International Markets, Week in Review
Mastering business expansion in Pakistan
Expanding your business internationally can enhance reach, access new markets and boost profits. However, it also presents challenges like language barriers and unfamiliar legal systems. Despite these risks, the benefits make international business expansion appealing for growth-seeking organizations.
Expanding your business internationally can enhance reach, access new markets and boost profits. However, it also presents challenges like language barriers and unfamiliar legal systems. Despite these risks, the benefits make international business expansion appealing for growth-seeking organizations.
Why it matters: Understanding and adapting to international markets is crucial for business expansion, as it not only mitigates risks but also fosters sustainable financial partnerships that can significantly increase profits.
Historically, Pakistan has thrived on its diversity, actively serving as the international trade hub among Iran, Afghanistan and India. The largest ethnic group in Pakistan are the Punjabi, accounting for a little less than half the population. Other ethnic minorities represented in the country include the Pashtun/Pathan, Sindhi, Sariaki, Muhajir and Balochi peoples.
Islam is practiced by majority of the population, with very small minorities practicing Christianity, Hinduism and other religions. Around 10 million Muslim refugees migrated from India to Pakistan in the mid-20th century, while many Hindu and Sikh communities moved to India. This swift, forced migration sparked enduring conflicts, notably over Kashmir.
The official language of Pakistan is Urdu, but English, Punjabi, Sindhi, Pashto, Baloch, Hindko, Brahui and the Punjabi variant Saraiki are also spoken, usually with a significant regional focus.
Pakistan’s mixed economy is heavily reliant on state-owned enterprises, making it susceptible to global trade fluctuations and often lags behind its neighbors. The Pakistani rupee is the currency.
Top Export Partners
The United States purchases nearly 14% of all Pakistani exports. China buys 11% of exports, while Afghanistan and the United Arab Emirates (UAE) each purchase roughly 8%.
Major Export Products and Services
Apparel manufacturing and cotton textiles production represent Pakistan’s largest industries. Together they account for a little over half of total exports.
Approximately 28% of Pakistan land is under cultivation, supplied by one of the largest irrigation systems in the world, with agriculture as a major industry for the nation.
Agricultural exports include rice, vegetables, fish and fruit.
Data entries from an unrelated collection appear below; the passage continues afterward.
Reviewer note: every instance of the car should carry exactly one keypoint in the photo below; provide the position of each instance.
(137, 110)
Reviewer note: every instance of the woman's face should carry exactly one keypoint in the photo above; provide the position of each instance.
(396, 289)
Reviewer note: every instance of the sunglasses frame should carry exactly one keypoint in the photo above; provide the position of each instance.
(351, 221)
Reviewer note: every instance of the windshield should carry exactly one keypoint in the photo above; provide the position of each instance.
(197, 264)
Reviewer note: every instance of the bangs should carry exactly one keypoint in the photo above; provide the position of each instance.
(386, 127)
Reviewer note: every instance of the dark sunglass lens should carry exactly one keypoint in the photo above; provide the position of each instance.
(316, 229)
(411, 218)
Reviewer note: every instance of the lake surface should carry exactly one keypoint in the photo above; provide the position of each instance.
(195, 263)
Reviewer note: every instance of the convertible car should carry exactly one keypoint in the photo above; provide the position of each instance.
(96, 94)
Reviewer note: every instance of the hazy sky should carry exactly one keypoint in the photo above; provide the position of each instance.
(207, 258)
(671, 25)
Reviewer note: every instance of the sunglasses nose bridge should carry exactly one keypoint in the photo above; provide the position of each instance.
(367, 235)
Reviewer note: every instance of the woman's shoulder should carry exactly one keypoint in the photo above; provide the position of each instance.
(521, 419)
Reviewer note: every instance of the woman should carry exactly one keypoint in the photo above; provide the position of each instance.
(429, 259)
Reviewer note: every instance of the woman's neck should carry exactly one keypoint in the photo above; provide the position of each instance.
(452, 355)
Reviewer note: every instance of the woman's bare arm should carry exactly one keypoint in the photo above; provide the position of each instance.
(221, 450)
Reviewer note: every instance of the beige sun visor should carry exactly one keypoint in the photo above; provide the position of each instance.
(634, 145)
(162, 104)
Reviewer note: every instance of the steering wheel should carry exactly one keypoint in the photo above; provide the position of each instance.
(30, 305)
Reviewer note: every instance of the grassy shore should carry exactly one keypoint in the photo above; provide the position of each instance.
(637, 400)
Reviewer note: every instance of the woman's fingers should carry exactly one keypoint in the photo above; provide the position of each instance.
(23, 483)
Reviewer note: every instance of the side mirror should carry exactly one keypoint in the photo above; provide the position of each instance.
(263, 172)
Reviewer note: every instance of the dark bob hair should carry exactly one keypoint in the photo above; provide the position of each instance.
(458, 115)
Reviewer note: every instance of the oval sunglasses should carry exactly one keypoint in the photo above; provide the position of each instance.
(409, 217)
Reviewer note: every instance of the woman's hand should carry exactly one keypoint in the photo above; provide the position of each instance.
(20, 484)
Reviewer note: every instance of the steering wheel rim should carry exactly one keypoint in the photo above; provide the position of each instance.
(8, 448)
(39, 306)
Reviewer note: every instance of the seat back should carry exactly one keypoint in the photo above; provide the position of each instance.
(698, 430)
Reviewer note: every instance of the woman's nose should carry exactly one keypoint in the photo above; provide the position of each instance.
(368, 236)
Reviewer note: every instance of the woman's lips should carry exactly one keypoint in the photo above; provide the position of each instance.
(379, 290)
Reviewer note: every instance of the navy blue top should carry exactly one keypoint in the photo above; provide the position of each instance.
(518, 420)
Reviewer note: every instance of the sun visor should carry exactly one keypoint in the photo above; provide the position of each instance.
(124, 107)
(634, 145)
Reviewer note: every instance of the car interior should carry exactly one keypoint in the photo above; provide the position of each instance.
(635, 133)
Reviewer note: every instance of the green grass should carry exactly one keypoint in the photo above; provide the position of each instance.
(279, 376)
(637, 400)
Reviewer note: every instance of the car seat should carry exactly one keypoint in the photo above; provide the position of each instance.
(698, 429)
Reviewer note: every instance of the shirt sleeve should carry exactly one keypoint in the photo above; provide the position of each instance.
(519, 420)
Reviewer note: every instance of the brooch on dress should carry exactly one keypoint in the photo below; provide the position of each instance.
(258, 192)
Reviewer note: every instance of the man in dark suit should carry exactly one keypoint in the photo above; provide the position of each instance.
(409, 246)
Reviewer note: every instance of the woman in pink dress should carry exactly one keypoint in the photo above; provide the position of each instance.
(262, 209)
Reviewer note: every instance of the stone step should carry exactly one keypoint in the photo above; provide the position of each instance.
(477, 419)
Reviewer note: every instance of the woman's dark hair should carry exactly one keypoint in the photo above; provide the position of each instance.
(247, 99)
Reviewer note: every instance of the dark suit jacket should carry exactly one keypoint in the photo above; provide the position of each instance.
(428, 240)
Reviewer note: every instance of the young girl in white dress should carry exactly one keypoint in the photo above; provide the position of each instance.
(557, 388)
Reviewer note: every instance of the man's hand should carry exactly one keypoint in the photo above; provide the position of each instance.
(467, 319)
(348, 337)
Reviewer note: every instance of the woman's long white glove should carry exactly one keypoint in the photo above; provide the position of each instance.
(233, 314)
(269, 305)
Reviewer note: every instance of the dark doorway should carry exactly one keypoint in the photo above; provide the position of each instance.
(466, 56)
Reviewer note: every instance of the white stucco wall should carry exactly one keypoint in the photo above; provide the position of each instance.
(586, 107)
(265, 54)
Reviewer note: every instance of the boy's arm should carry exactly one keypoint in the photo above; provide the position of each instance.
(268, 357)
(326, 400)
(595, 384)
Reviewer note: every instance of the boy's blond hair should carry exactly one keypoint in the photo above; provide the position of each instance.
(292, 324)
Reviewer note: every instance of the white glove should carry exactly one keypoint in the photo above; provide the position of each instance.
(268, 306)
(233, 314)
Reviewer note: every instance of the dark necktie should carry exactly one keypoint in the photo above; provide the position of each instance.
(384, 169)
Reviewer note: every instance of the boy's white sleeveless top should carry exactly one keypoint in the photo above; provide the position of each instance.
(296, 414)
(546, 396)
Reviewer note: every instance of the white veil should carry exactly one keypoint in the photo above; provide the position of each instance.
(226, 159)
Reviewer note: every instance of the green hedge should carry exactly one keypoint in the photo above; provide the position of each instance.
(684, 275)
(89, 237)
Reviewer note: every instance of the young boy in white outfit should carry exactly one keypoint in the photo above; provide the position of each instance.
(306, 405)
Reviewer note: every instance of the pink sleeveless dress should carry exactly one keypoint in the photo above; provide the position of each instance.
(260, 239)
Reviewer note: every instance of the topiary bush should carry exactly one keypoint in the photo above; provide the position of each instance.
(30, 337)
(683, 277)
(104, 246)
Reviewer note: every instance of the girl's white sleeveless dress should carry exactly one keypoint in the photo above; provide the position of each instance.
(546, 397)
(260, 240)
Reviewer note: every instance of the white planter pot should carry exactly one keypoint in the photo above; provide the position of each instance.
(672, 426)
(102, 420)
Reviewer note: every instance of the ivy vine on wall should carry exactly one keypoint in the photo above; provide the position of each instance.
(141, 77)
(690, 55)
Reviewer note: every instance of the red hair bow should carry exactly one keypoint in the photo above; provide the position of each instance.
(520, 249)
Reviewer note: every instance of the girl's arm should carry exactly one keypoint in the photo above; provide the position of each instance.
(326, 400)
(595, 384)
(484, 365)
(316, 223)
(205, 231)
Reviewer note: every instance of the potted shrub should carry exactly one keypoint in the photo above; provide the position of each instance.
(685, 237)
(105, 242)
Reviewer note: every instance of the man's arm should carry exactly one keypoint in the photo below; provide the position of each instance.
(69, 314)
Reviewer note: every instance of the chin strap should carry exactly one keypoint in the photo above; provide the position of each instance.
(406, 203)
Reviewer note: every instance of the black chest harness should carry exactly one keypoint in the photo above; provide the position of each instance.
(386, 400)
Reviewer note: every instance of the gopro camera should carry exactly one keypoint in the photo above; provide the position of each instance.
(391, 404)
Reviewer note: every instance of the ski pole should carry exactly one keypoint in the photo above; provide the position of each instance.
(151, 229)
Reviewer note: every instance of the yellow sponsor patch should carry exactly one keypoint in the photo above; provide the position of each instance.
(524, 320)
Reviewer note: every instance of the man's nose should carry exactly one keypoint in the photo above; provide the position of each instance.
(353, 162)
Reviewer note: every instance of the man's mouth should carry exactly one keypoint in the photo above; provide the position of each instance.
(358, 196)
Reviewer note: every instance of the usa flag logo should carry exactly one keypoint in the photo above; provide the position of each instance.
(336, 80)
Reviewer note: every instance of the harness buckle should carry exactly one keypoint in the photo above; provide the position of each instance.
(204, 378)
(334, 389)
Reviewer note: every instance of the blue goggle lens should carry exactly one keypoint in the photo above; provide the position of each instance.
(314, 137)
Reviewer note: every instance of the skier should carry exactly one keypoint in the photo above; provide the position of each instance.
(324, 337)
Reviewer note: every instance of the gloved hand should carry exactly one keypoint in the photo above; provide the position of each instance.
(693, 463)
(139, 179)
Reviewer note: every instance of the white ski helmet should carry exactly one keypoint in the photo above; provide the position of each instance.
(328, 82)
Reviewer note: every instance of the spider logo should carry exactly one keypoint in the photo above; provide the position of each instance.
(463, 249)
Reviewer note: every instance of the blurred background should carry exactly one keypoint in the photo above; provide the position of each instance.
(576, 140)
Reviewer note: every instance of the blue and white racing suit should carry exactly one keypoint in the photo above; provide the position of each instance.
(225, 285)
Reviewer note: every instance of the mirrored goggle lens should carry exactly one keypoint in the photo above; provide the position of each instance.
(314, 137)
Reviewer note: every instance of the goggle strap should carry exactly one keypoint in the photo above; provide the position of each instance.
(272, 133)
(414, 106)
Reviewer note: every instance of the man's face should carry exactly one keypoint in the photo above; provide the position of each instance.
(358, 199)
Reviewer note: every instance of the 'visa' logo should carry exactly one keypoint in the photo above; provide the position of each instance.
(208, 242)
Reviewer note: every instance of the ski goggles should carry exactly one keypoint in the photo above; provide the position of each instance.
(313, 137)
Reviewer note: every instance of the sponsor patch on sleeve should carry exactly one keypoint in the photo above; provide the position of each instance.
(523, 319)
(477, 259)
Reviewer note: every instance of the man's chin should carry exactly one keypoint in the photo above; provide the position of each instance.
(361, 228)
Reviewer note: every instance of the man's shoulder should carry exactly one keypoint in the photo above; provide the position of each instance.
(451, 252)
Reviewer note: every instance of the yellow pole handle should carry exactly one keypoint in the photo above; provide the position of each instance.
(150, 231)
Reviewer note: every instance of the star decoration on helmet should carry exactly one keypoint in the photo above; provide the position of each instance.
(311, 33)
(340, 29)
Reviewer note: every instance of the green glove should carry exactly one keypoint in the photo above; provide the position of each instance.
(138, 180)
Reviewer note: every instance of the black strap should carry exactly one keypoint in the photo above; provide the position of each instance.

Other major exports include leather goods, sports goods, chemicals, carpets and rugs.
Top Import Partners
China provides approximately 20% of all imports into Pakistan, followed by Saudi Arabia and the UAE at 12% and Kuwait at 6%.
Major Import Products and Services
Energy imports, namely petroleum products and electricity, account for approximately 30% of all Pakistani imports.
Even with a domestic agricultural sector, agricultural imports, including edible oils, cotton, wheat and consumer foods, are important to Pakistan.
Machinery, plastics, iron, steel and transportation equipment represent other major imports for the country.
Barriers to Trade (Tariff and Non-Tariff)
Pakistan stands at number 126 out of 178 countries in the Heritage Foundation’s Index of Economic Freedom. Trade in Pakistan is hindered by heavy regulations, weak intellectual property rights protection and import bans. Widespread corruption and political instability further increase trade costs and deter foreign investment.
Major Ports
Pakistan’s major ports including Gwadar, Karachi and Muhammad Bin Qasim.
Relationship Building
When establishing relationships with Pakistanis, it is important to keep in mind that they are not usually emotionally expressive. A Pakistani negotiator, once engaged, often develops an unspoken emotional investment in the outcome, which typically aids their win/win approach.
Communication in Pakistan may sometimes seem vague and indirect, especially early on in the negotiations. With time, Pakistani businesspeople usually become more open and direct as the relationship strengthens.
In Pakistan’s business culture, dignity is crucial. Accidentally embarrassing someone could ruin negotiations. Keep calm, avoid open conflicts or clear signs of anger or impatience, and remember that politeness is key.
Negotiating
Negotiating in Pakistan is a lengthy process, aiming to build personal relationships. While the objective is mutual benefit, Pakistanis are tough negotiators who may use indirect and confrontational strategies to reach an agreement.
Pakistani negotiators avoid openly aggressive or harmful techniques, although they will use deceptive, subtle tactics and assume that you are also using them. Therefore, you must verify all information you receive from the Pakistanis with an outside source.
Pakistanis also withhold information during negotiations, believing it gives them a bargaining edge. They typically only share details in exchange for something equally valuable, despite spending time building relationships.
Nepotism is prevalent in Pakistani society, so don’t be surprised to learn that your business deals will include opportunities for relatives of the negotiators. If these requests don’t harm your finances, comply for potential relationship benefits. If not, withdraw tactfully.
The unstable political environment in Pakistan fosters a cautious business climate, making it unlikely for anyone to pursue highly speculative ventures. Often, one-on-one discussions can be more productive. If your host prefers this, adapt your team structure accordingly.